The older, primarily male population is that of their H-1B spouses, mostly slightly older males from southern India.

The women are said to have about as much education as the men, but earlier in their years as H-4s they did not work; the Obama administration made it possible for some of them to work in H-4 status, but many lost five or more years of work before they could get work permits.

So, given all the above, we might expect that the H-4s would be getting about two-thirds of the wages of their H-1B spouses, right?

Wrong! Their wage levels, according to a Cato blog post from earlier this year (and reported last week in the Times of India) were 98.8 percent those of their spouses!

More exactly, H-1Bs in 2019 were earning $113,022 and their spouses were getting $111,632, according to Cato. If, on average, there is a $1,500 differential in favor of the men, there must be many households where the reverse is true, an uncomfortable position for some tradition-bound males.

As neither Cato nor the Times of India explains, the near equality of wages is the direct result of the differential legal status of the two work forces. People with H-4 work permits are not concentrated in industrial ghettoes, their employers have no sway over their legal presence in the country, and H-4s can move easily from one job to another.

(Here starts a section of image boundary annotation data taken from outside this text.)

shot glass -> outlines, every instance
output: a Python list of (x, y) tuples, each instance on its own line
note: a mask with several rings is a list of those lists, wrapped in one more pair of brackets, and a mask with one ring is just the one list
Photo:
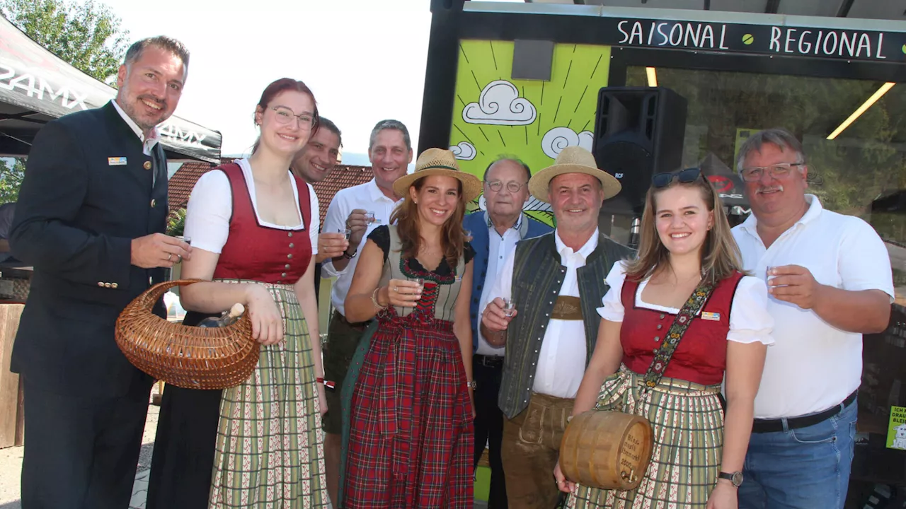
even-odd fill
[(506, 297), (504, 299), (504, 314), (507, 318), (513, 316), (513, 310), (516, 309), (516, 304), (513, 303), (512, 297)]

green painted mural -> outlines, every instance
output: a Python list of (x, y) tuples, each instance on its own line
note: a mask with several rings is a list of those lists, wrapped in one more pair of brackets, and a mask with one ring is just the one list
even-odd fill
[[(464, 170), (480, 178), (492, 161), (511, 156), (534, 172), (565, 147), (592, 149), (609, 46), (555, 44), (548, 82), (512, 79), (512, 41), (460, 41), (459, 50), (450, 149)], [(483, 198), (471, 208), (484, 208)], [(533, 198), (525, 208), (553, 224), (547, 204)]]

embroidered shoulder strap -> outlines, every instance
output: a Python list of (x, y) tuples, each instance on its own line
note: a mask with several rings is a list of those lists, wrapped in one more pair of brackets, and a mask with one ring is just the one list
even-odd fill
[(664, 376), (664, 371), (667, 370), (667, 365), (670, 363), (670, 359), (673, 357), (673, 352), (676, 351), (677, 346), (680, 344), (680, 340), (682, 339), (689, 326), (692, 324), (692, 321), (699, 314), (699, 310), (708, 302), (708, 298), (711, 296), (711, 292), (714, 291), (714, 284), (702, 283), (695, 289), (695, 292), (692, 292), (686, 303), (682, 305), (682, 309), (677, 313), (677, 317), (673, 319), (673, 324), (667, 331), (664, 342), (654, 353), (654, 359), (651, 360), (651, 365), (649, 366), (648, 372), (645, 373), (646, 386), (651, 388), (658, 385), (658, 382), (660, 381), (660, 377)]

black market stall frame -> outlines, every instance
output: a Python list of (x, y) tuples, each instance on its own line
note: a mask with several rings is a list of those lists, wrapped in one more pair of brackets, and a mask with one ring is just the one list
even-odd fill
[[(599, 91), (643, 84), (630, 79), (640, 68), (642, 73), (654, 68), (665, 73), (863, 81), (875, 88), (875, 82), (906, 82), (906, 23), (899, 21), (464, 0), (432, 0), (431, 13), (418, 149), (449, 147), (460, 167), (479, 178), (501, 155), (515, 155), (537, 171), (553, 164), (564, 146), (591, 149), (599, 136), (594, 132)], [(906, 114), (906, 101), (897, 104), (899, 118)], [(833, 136), (833, 127), (811, 134), (824, 141)], [(737, 143), (747, 136), (747, 130), (737, 131)], [(896, 141), (898, 153), (906, 154), (906, 139)], [(733, 153), (732, 147), (728, 152)], [(692, 160), (684, 157), (683, 162), (717, 168), (706, 174), (716, 187), (724, 186), (718, 191), (725, 206), (742, 217), (748, 213), (747, 202), (731, 158), (699, 154)], [(820, 172), (815, 174), (820, 180)], [(833, 178), (824, 176), (829, 186), (834, 185)], [(906, 452), (885, 447), (884, 411), (891, 405), (906, 406), (906, 389), (893, 394), (887, 379), (892, 375), (883, 371), (901, 371), (901, 362), (906, 361), (906, 207), (882, 216), (871, 206), (888, 194), (885, 189), (863, 199), (860, 210), (840, 210), (865, 216), (875, 226), (891, 251), (894, 272), (903, 274), (901, 283), (894, 277), (898, 298), (891, 327), (863, 341), (861, 440), (852, 479), (900, 486), (903, 496)], [(472, 204), (476, 207), (484, 208), (483, 198)], [(546, 204), (533, 199), (525, 209), (552, 222)], [(899, 378), (906, 383), (906, 377), (897, 377), (897, 383)], [(880, 387), (889, 392), (882, 394)]]

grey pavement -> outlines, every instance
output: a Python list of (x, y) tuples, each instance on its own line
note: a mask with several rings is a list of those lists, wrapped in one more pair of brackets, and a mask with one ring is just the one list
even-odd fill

Their rights in the labor market are nearly identical to those of citizens.

Their H-1B spouses, on the other hand, do not have those labor rights, leading to their lower-than-expected earnings. They often work in situations where many if not most of the other workers have the same visa; if they lose their visa by an employer's action they are subject to deportation; and, while they can move to another employer, it must be another H-1B employer. Further, their employers may have filed a green card application for them.

In short, the H-1Bs are near-indentured, and thus their wages are well below those of other workers with similar jobs, as Professor Ron Hira of Howard University has reported, using direct measures of wages rather than the indirect ones shown above.

It is pleasant when the other side makes a case for you, even though that case is hidden to most eyes.